Это страшное, кровавое, неотвратимое, казалось, ползло на Гаршина отовсюду из газет, иллюстраций, разговоров, даже подчас из угрюмого безмолвия уличной толпы. Цикл непрерывно возвращался: жест гнева и бунта – и беспощадно растоптанные молодые жизни. За покушениями – виселицы. Где-то раскидывался своими кадровыми лепестками гигантский цветок-вампир, жадно вобравший в себя всю кровь зловещей годины. Эпоха тяжело дышала на него своим отравленным дыханием и словно требовала от него приобщения к своей борьбе, к своему отчаянию и гневу. В молодости, десять лет перед тем, он без раздумья бросился в войну. Он проболел лихорадкой своего времени, он пролитой кровью купил себе право отразить в искусстве величайшую тему своего времени. Теперь он должен был бы так же беззаветно броситься в революцию, отдаться великому течению современности, принести ему в жертву свою жизнь и кровь и, может быть, до наступления гибели ослепительно и окончательно отразить в своем слове героическую схватку двух смертельно враждующих миров…

Но прошедшее десятилетие легло невыносимым грузом на его мысль и волю. Он чувствовал, что ослабел под этим гнетом кровавой эпохи и всех изнурительных бредов своего потрясенного сознания: никнет его писательский дар, изменяет художническая зоркость, улетучивается его прежняя влюбленность в жизнь, все застилается убийственным равнодушием и тупой усталостью. Этими ли слабеющими руками вычерчивать трагические облики борцов, преображающих историю? Ему ли, обессиленному болезнью, изваять могучие фигуры новых людей, которые воздвигнут своими мускулистыми руками прекрасный и мудрый мир человеческого братства? Художник окопов и лазаретов, он был бессилен запечатлеть в своих страницах этих незаметных подвижников конспиративных квартир, подпольных лабораторий и тайных типографий. Он сумел в свое время обвести неизгладимыми контурами мимоидущие облики рядового Иванова и капитана Венцеля. Но Желябов, Млодецкий, Ульянов, Перовская, – как запечатлеть в слове образы этих великих обреченных? Как изобразить эту длящуюся трагедию целого поколения, отброшенного от школьных аудиторий в безнадежность темниц, виселиц, эшафотов?
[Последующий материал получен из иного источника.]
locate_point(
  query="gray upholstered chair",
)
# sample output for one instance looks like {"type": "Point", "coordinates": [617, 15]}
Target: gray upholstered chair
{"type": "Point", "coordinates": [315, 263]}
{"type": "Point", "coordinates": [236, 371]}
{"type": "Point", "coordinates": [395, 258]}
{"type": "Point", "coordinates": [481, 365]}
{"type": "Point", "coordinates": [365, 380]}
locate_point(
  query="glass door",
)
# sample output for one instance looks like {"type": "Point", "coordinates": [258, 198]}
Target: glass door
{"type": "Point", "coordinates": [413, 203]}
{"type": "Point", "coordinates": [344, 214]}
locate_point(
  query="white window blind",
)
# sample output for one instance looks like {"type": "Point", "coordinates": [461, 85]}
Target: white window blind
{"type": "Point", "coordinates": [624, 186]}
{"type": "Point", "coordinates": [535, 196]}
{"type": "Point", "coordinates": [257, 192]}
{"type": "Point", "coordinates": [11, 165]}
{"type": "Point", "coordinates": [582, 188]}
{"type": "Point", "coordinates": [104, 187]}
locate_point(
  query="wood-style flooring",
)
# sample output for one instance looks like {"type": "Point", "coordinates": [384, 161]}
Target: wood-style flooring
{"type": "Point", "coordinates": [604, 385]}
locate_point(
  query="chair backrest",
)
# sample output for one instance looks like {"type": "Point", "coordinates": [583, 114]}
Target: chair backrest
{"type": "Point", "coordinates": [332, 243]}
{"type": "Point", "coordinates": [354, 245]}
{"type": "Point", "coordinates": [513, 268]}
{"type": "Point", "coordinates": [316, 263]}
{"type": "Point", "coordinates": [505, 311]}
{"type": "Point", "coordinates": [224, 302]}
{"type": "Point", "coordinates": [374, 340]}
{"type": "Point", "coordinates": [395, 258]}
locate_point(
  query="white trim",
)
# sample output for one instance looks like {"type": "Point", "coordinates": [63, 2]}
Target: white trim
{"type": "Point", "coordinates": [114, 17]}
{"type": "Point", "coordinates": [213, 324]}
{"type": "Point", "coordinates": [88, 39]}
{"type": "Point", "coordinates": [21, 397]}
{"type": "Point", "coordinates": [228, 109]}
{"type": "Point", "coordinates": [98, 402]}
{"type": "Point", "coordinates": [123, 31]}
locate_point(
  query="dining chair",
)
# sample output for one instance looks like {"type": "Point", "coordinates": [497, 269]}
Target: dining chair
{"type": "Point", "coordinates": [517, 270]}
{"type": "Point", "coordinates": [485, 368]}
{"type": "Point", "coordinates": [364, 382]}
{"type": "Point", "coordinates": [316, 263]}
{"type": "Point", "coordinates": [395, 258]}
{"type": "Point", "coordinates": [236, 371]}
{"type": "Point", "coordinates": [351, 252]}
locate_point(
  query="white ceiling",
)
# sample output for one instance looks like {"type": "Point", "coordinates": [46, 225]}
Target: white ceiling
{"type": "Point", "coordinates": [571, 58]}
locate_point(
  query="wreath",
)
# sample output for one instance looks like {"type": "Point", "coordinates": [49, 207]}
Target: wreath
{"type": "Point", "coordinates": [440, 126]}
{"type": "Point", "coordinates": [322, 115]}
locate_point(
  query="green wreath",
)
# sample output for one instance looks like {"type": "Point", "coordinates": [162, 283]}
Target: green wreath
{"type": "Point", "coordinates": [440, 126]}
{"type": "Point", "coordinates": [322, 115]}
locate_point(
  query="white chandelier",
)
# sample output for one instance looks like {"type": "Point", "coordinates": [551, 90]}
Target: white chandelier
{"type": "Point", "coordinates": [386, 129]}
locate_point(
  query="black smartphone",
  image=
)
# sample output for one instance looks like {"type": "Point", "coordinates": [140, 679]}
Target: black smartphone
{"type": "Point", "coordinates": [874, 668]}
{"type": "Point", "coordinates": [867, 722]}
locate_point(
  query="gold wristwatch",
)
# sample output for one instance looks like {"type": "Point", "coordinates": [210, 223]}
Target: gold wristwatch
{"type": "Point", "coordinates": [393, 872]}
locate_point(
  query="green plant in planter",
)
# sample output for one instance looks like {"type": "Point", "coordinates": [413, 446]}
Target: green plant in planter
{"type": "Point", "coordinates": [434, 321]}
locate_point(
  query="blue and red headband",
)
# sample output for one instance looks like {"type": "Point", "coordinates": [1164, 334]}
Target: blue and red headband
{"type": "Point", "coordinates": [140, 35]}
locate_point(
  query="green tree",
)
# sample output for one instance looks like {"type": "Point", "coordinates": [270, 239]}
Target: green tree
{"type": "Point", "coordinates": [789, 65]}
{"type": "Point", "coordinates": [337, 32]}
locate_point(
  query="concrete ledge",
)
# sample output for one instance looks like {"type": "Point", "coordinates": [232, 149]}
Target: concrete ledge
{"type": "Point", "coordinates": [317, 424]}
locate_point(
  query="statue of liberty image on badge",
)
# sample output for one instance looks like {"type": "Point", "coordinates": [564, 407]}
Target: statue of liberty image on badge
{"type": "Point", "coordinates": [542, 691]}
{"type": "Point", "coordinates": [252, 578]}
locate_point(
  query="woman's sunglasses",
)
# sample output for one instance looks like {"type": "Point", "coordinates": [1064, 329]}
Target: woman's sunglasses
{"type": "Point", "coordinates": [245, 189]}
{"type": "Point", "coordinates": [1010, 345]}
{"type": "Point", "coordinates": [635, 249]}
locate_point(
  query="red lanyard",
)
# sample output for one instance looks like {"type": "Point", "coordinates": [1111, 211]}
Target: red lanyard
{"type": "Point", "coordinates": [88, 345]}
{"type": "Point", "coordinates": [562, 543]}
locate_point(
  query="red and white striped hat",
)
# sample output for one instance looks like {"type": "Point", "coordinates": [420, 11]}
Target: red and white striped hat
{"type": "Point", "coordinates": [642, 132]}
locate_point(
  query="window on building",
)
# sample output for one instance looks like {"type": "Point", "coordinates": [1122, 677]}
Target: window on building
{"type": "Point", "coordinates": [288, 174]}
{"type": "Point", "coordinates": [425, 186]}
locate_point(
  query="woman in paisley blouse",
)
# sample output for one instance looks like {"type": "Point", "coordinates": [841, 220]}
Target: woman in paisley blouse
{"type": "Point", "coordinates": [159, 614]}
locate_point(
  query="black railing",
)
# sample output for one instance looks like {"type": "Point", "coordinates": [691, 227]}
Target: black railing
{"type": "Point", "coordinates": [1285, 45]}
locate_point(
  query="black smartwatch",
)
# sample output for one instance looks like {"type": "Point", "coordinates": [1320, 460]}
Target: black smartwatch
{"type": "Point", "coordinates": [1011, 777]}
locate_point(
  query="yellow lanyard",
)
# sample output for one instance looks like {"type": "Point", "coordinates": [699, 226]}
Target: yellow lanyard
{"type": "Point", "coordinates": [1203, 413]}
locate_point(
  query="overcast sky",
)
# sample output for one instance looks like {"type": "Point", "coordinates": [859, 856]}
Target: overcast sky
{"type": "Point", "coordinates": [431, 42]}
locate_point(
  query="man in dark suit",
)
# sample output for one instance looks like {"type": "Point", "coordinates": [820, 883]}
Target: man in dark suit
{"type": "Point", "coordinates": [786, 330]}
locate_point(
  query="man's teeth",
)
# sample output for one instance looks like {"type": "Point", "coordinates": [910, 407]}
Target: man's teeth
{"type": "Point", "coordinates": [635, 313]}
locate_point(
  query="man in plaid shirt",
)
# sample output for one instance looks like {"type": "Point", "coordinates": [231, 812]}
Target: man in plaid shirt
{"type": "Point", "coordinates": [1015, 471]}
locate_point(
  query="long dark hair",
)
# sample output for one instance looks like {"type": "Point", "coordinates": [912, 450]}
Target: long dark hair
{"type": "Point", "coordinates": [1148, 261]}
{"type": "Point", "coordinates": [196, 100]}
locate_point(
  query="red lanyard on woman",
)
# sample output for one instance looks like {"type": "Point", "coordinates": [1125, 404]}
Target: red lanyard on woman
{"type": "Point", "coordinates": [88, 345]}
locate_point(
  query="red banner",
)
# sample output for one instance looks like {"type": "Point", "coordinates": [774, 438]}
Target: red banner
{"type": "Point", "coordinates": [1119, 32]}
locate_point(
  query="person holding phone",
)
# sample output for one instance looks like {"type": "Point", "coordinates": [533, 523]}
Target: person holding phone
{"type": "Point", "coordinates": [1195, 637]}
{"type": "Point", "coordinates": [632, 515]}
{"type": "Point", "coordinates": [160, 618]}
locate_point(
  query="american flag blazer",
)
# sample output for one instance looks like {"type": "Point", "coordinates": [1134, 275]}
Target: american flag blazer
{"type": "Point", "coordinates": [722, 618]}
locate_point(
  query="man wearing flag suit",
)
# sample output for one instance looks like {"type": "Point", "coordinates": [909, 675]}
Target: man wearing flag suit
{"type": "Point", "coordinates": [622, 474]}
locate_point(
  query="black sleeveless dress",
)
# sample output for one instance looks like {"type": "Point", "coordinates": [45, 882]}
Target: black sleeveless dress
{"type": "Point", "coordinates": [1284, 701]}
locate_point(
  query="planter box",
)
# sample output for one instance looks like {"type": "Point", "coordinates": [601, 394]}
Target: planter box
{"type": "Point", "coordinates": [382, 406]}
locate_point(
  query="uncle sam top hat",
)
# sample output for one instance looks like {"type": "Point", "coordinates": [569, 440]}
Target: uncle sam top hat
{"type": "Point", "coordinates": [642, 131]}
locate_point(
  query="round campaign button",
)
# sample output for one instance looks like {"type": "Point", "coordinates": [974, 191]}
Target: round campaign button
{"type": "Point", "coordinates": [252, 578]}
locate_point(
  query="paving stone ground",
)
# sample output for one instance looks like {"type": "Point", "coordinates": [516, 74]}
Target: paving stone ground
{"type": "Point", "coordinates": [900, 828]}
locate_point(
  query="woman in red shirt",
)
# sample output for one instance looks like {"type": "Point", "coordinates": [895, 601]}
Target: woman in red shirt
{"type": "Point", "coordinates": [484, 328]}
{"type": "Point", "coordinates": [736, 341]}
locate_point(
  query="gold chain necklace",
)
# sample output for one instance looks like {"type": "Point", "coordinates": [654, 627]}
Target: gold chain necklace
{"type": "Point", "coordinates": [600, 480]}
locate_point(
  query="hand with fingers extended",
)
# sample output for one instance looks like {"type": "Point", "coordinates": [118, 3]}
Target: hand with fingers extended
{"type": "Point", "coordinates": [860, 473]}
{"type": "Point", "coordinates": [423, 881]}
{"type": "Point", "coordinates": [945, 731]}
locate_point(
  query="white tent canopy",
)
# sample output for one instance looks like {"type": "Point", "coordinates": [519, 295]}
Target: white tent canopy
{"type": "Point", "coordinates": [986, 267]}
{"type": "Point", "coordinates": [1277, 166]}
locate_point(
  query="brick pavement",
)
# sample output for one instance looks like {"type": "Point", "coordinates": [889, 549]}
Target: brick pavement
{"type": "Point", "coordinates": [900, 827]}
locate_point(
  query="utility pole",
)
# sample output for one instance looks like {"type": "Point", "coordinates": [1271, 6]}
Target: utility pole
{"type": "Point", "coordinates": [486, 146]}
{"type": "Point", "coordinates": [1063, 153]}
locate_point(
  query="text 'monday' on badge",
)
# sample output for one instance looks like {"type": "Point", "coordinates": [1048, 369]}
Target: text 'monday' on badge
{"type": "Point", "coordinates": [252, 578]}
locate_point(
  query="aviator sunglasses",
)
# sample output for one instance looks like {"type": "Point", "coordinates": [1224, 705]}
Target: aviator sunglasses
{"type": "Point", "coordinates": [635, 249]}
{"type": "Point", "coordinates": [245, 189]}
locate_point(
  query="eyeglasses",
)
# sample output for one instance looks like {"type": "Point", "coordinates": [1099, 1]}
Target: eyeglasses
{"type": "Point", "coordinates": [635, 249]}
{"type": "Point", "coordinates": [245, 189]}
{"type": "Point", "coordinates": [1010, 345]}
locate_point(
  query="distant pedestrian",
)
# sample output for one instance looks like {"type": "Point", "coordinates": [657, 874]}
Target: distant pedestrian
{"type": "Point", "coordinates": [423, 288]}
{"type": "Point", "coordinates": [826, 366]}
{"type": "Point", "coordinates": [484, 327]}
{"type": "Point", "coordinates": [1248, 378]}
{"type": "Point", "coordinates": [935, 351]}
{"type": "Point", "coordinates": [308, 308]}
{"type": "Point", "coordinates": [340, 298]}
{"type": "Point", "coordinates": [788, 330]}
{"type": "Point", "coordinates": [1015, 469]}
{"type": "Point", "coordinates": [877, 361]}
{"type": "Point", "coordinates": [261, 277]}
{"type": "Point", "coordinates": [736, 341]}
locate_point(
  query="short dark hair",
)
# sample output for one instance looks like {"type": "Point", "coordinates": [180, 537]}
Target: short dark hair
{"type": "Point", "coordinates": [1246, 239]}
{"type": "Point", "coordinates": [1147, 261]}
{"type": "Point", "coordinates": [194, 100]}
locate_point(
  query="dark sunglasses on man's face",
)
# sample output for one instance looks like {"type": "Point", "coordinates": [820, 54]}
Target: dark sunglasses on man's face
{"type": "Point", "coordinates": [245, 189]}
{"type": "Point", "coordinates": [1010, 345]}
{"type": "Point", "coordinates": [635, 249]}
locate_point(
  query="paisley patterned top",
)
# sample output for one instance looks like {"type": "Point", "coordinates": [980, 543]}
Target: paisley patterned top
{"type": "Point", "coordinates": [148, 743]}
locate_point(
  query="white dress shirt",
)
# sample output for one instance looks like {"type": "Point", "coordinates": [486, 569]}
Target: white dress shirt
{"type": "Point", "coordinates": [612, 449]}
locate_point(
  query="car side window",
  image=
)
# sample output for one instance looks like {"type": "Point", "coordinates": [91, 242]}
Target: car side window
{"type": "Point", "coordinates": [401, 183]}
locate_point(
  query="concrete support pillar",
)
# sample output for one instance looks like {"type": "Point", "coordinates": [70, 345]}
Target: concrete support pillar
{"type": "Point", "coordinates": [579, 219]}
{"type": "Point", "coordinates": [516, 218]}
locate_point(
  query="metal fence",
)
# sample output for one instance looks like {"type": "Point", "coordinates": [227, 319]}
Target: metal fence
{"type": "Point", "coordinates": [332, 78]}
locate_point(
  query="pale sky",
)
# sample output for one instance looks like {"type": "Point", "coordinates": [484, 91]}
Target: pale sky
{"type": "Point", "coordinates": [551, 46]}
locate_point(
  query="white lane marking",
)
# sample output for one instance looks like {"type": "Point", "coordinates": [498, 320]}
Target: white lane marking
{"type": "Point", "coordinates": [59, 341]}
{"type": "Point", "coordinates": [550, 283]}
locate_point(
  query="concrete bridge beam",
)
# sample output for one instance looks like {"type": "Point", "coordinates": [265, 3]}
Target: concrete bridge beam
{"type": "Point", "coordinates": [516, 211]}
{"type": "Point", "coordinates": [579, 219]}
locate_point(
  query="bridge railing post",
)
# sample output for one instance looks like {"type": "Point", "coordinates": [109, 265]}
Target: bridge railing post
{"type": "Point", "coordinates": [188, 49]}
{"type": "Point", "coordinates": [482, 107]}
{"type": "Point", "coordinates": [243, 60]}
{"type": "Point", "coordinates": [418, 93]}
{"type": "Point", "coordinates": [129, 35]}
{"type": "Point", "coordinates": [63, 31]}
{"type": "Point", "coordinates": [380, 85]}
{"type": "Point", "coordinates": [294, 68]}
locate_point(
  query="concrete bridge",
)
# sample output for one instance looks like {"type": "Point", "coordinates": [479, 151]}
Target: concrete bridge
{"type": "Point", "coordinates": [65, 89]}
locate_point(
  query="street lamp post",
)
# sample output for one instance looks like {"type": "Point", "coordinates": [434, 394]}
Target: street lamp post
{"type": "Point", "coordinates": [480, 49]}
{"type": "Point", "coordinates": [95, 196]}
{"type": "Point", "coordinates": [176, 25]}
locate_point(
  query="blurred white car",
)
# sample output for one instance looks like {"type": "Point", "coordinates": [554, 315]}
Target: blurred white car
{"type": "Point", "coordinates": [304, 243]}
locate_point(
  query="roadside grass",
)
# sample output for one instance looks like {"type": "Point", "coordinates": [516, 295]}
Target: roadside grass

Эта неиссякающая кровь, хлещущая вокруг него жадными потоками, снова затемняла перед ним видение мира, застилала свет, раскрывала все шлюзы стихийному напору ужаса и отчаяния. Подступающее зло накатывалось отовсюду, опустошало душу предчувствием холода и развала, этого смертного разложения мысли, обрекавшего его на долголетнее прозябание живым трупом, замурованным в склепы психиатрических лечебниц. Попасть опять в эту страшнейшую из тюрем, снова променять свою светлую славу писателя на казенный номер сумасшедшего дома и бурый арестантский халат, от друзей и молодежи быть насильно отброшенным в это мертвое море перекошенных и бессмысленных лиц – о, лучше размозжить череп о плиты грязного пола лестничной клетки! Лучше гибель, чем это медленное удушение горячечным камзолом.

...

«Смерть уже не подкрадывается ко мне, а подходит твердыми шагами, шум которых я ясно слышу в бессонные ночи, когда мне становится хуже и меня больше мучит и болезнь и воскресающее былое…»

Так записал он когда-то, и теперь эти строки казались ему записью его текущего дневника, предсмертным признанием и последней жалобой.

* * *

За несколько дней до смерти он провожал ночью гостя из квартиры своей до самого подъезда. На одной из площадок он остановился, взял спутника за рукав пальто и осветил свечой широкий пролет лестницы.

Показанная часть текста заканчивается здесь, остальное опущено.